Randal olhou para ela. Por um momento sua expressão amoleceu um pouco.
"Sim," ele respondeu. "Tenho."
"Por que?"
"Porque nascemos assim. É algo que algumas pessoas na minha família têm."
Sofia processou essa informação com a seriedade que apenas crianças de três anos conseguem ter quando estão tentando entender algo complexo.
"Eu sou da sua família?"
Randal hesitou antes de responder.
"Talvez. Vamos descobrir em alguns dias."

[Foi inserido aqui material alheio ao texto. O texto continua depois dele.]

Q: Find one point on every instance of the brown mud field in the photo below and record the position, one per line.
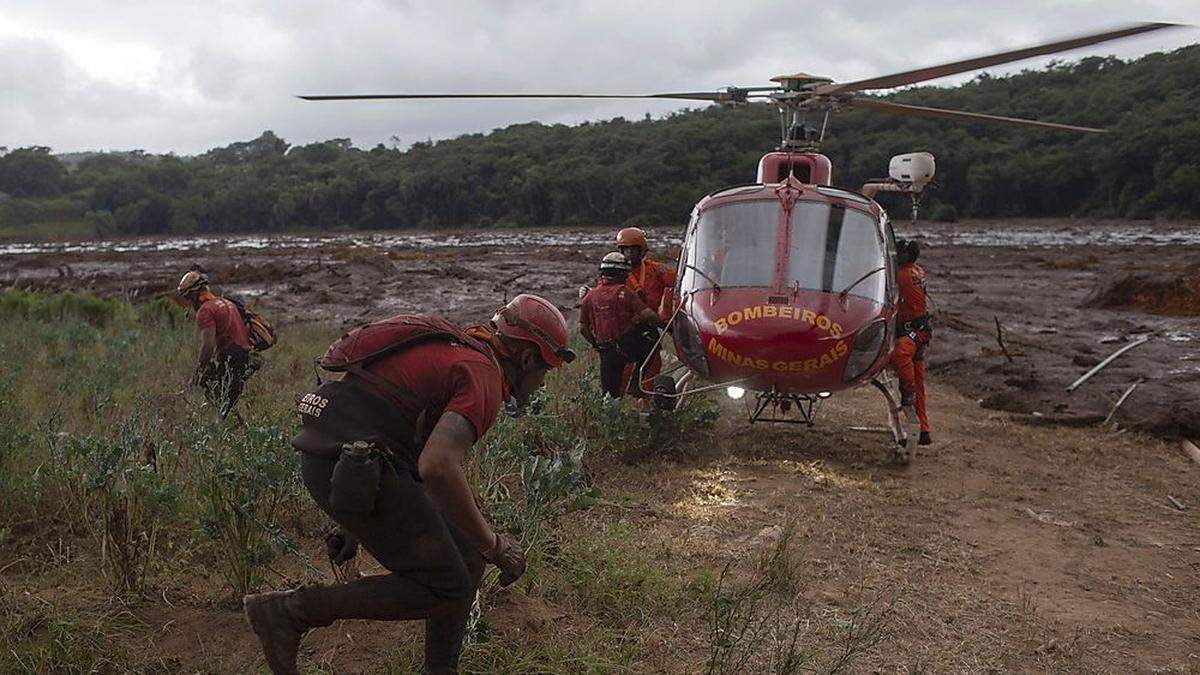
(1027, 538)
(1066, 294)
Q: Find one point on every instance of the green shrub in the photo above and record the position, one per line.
(16, 304)
(120, 497)
(244, 476)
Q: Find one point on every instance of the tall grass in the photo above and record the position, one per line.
(100, 448)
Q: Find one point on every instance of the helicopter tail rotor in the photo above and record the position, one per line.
(967, 65)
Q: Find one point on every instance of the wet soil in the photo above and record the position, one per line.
(1066, 293)
(1008, 545)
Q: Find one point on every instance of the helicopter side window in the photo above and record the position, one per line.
(733, 246)
(835, 249)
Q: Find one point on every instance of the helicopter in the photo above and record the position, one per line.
(787, 285)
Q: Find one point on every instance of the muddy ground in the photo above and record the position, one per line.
(1018, 542)
(1067, 293)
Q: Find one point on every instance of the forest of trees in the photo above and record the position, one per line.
(654, 171)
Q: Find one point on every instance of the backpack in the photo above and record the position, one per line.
(259, 330)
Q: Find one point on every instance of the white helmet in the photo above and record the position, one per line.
(192, 281)
(615, 262)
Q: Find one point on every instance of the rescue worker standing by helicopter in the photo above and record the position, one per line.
(382, 454)
(915, 330)
(612, 321)
(654, 284)
(226, 358)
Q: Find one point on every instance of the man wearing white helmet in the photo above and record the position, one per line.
(225, 360)
(611, 320)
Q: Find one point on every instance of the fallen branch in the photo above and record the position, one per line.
(870, 429)
(1000, 340)
(952, 320)
(1121, 400)
(1061, 419)
(1104, 363)
(1191, 449)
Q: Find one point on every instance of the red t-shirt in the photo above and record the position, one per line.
(653, 281)
(912, 292)
(610, 310)
(223, 316)
(447, 376)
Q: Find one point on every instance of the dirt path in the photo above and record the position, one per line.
(1002, 548)
(1006, 547)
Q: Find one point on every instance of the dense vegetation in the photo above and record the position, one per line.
(119, 490)
(613, 171)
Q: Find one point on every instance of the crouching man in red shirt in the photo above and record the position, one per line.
(382, 454)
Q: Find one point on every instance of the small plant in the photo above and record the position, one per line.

Sofia aceitou essa resposta e se virou de volta para Mello. Ela estava ficando entediada de verdade agora. Começou a se mexer no colo dele e puxar a camisa.
"Quero ir embora," ela disse. "Já terminamos?"
"Quase," Mello respondeu segurando ela no lugar.
Randal tirou o celular do bolso e verificou algo na tela. A expressão dele mudou ligeiramente enquanto lia.
"Recebi uma mensagem do investigador particular que contratei," ele disse guardando o celular. "Ele verificou seu histórico. Descobriu alguns detalhes interessantes."
Mello tinha esperado isso. Sabia que os documentos falsos não aguentariam uma investigação detalhada.
"Como o que?"
"Como o fato de que Mello não é seu nome real. Os documentos que você tem são todos falsos. Criados há aproximadamente três anos. Antes disso não há registro de você existindo."
Sofia começou a chorar baixinho. Estava cansada e queria ir embora. Mello a segurou tentando acalmá-la mas ela estava determinada a fazer birra agora.
"Quero ir para casa!" ela gritou.
"Sofia, precisa se acalmar," Mello disse.
"Não! Quero ir embora agora!"
As pessoas nas outras mesas começaram a olhar. Mello podia sentir os olhares julgadores.
Randal observou a situação por um momento antes de se levantar.
"Podemos continuar essa conversa em outro momento," ele disse. "Quando ela estiver mais calma."
Mello assentiu grato pela interrupção. Sofia estava chorando de verdade agora. Lágrimas descendo pelo rosto enquanto ela puxava a camisa dele tentando sair do café.
"Me leva embora! Quero ir embora!"
Mello se levantou mantendo ela no colo mesmo com ela tentando se debater. Ele começou a caminhar para a saída quando Randal falou de novo:
"Mello."
Ele parou e olhou para trás. Randal estava guardando a carteira no bolso. Tinha pago a conta enquanto Mello estava distraído com Sofia.
"Não me importo com seu passado," Randal disse. "Ou com quem você era antes de encontrar ela. Me importo apenas se você é uma ameaça para minha possível irmã. O investigador não encontrou nada nos últimos três anos que sugira que você seja perigoso. Isso é tudo que preciso saber por enquanto."
Mello não soube o que responder. Apenas assentiu e continuou caminhando para a saída com Sofia chorando no colo.
Eles estavam na rua quando o celular de Randal tocou. Mello estava tentando acalmar Sofia quando viu Randal atender a ligação atrás dele. A expressão de Randal mudou enquanto ele ouvia.
Ele desligou e caminhou rapidamente até onde Mello estava parado na calçada.
"Era do laboratório," Randal disse. O tom era neutro mas Mello podia detectar tensão por baixo. "Os resultados chegaram mais cedo que o esperado. Podemos ir buscar agora se quiser."
Sofia estava fazendo birra completa agora. Chorando e gritando que queria ir para casa. Ela tentou sair dos braços de Mello mas ele a segurou firme.
"Preciso acalmá-la primeiro," Mello disse.
"Podemos ir no meu carro," Randal ofereceu. "É mais confortável do que transporte público."
Sofia gritou mais alto.
"Não quero ir no carro! Quero ir para casa!"
Mello olhou para Randal e depois para Sofia que estava vermelha de tanto chorar. Os resultados estavam prontos. Depois de três anos ele finalmente ia descobrir com certeza se Sofia era uma Von Ivory.
"Tudo bem," ele concordou. "Mas ela vai no meu colo. Não vai aceitar sentar sozinha do jeito que está agora."
Randal assentiu e indicou um carro preto estacionado na rua. Um motorista estava esperando dentro.
Mello caminhou até o carro mantendo Sofia nos braços. Ela continuava chorando e tentando se debater. Ele entrou no banco de trás e se acomodou com ela no colo.
Randal entrou do outro lado e disse algo para o motorista. O carro começou a se mover.
Sofia chorou durante todo o caminho até o laboratório.